Isn’t it about time to start considering research on Intuition?
After writing my blog on narratives, I started reading a lot on storytelling (personal & corporate), as well as on identity narrative and so on. The whole idea why my literate journey is going that way I think is because I’m completely intrigued with the power of our intuition. What is the link between them you might ask? Well, I’m starting to get a grasp on that one. However, any research on intuition is very limited, let alone any literature on it… My question is: isn’t it about time?
Why? You might ask. Well, the more I coach people, the more I’m simply experiencing that as a coach it is not really up to me to find the right questions for the coachee, but merely to get the coachee in touch with his or her intuition and that the right questions come from there. Whether it is about more psychological issues, or about professional issues, it actually works for any issue. The ‘bad’ or ‘insecure’ feeling a person might have disappears as soon as that question coming from intuition is asked out loud.

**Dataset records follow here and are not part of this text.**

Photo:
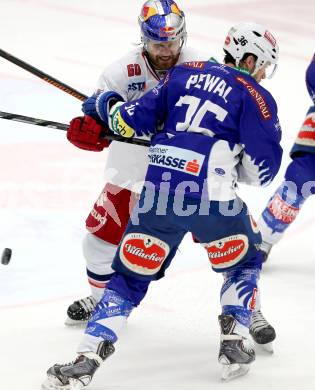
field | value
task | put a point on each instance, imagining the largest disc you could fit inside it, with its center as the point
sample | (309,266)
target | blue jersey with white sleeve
(216,126)
(305,141)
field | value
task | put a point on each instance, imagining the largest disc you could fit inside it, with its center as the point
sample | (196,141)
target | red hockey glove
(84,132)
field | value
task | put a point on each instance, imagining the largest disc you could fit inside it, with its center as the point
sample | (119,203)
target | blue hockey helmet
(162,21)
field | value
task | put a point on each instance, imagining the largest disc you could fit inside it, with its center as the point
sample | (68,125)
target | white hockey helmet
(162,21)
(252,38)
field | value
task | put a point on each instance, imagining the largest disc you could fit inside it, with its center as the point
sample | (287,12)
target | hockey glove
(84,132)
(98,105)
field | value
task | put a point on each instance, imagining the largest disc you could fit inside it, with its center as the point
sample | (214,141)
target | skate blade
(53,383)
(232,371)
(75,323)
(268,347)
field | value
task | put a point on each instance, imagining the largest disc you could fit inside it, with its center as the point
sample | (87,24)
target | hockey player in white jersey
(233,137)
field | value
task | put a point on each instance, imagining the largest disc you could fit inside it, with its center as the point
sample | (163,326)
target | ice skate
(78,374)
(79,312)
(236,352)
(262,332)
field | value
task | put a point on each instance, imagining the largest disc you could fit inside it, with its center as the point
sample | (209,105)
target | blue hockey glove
(98,105)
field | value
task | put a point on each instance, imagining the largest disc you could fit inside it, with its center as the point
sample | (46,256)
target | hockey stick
(44,76)
(64,127)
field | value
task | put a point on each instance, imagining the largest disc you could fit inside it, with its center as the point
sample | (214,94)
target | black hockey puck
(6,256)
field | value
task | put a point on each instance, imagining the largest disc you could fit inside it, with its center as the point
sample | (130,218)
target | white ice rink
(47,188)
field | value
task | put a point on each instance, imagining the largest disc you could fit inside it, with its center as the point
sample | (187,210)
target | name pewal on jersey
(218,124)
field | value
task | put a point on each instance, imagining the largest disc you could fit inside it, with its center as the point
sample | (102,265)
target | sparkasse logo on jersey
(179,159)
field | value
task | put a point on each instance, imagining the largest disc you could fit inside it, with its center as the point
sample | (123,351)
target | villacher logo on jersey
(176,158)
(142,253)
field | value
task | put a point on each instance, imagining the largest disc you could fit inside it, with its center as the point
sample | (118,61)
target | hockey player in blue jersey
(298,184)
(216,126)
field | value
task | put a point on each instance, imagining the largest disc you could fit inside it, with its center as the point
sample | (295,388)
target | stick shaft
(64,127)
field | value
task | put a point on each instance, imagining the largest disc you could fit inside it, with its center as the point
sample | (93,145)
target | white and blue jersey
(218,126)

After some communication with Mike Lehr (renowned President at Omega Z Advisors in US and author of ‘The Feminine Influence in Business’) we started emailing and this is what he thought of intuition: “At least initially it seems our intuition prompts us in specific directions. As it develops, it begins to tell us things. Intuition is very much the problem solving “engine” of our unconscious. In this sense, intuition is to our unconscious as cognition is to our conscious. In many ways, our intuition is the first awareness we have that our unconscious is trying to speak. “
And I completely agree with him on that. But we have to consider the psychological traits of narrative to be able to start grasping what our unconscious is trying to say, since the narrative is maybe the bridge between the unconscious and our conscious. It is through the story features that the uncomprensible unconscious becomes comprehensible.
The challenge for me as a coach is to scratch the surface to get to that intuition where the right question is and probably the answer already with it. How many people haven’t you heard saying: “at some level I always knew this”?
The anwer or some sort of “action plan” to deal with these intuitive questions come with a whole new range of questions, uncertainties, challanges etc but more on the cognitive level. And actually that is where the truly fun part of coaching starts where it doesn’t take long to see major progressions in achieving goals and level of happiness of the coachees.
So, again, I wonder why this problem solving “engine” isn’t worth the time, the effort or the seriousness for scrutiny, since any problem solving trait has always proven its worth in personal, creative & business problems?